Published online Aug 6, 2021. doi: 10.12998/wjcc.v9.i22.6254
Peer-review started: April 2, 2021
First decision: April 28, 2021
Revised: May 7, 2021
Accepted: June 3, 2021
Article in press: June 3, 2021
Published online: August 6, 2021
Endoscopic retrograde pancreatic drainage (ERPD) and stent implantation is associated with a high recurrence rate and infection rate.
A two-step trans-papillary procedure involving endoscopic naso-pancreatic drainage (ENPD) and ERPD sequential therapy for pancreatic pseudocysts may reduce the infection-related complications seen with single stent implantation, address concerns related to tube blockage, and reduce patient discomfort due to long-term single naso-pancreatic duct implantation.
To manage pancreatic pseudocysts by sequential therapy with ENPD combined with ERPD and evaluate the treatment outcome.
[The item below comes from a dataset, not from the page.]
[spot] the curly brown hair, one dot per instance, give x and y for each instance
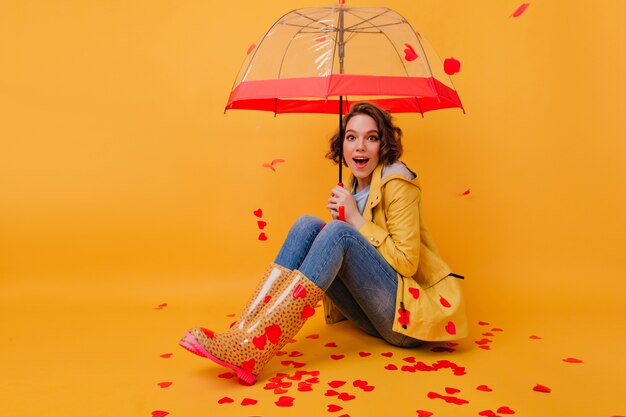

One hundred and fifty-two cases of pancreatic pseudocysts were intubated via the duodenal papilla, and 92 cases involved pancreatic duct stent implantation and 60 cases involved sequential therapy with ENPD combined with ERPD. The success rate of the procedure, incidence of complications (infection, bleeding, etc.), recurrence, and length and cost of hospitalization were compared between the two groups.
The incidence of infection was significantly higher in the ERPD group (12 cases) than in the two-step procedure group (2 cases). The reoperation rate was also significantly higher in the ERPD group (7 cases) than in the two-step procedure group (0 cases). Similarly, the recurrence rate was significantly higher in the ERPD group (19 cases) than in the two-step procedure group (0 cases).
Two-step sequential therapy with ENPD combined with ERPD is safe and effective in patients with pancreatic pseudocysts.
The sequential therapywith trans-papillary ENPD combined with ERPD for pancreatic pseudocysts meets the physiological requirements and avoids complications, such as infection and bleeding of the cyst. Compared with pancreatic duct stenting, it facilitates postoperative observation and makes rinsing and unblocking easier after duct blockage, which greatly reduces the risk of infection and shortens the treatment time of pancreatic pseudocysts with a low recurrence rate, effectively reducing the total treatment costs. The two-step procedure can be widely used in clinical practice with low requirements for devices; thus, this sequential therapy is particularly suitable for hospitals at all levels.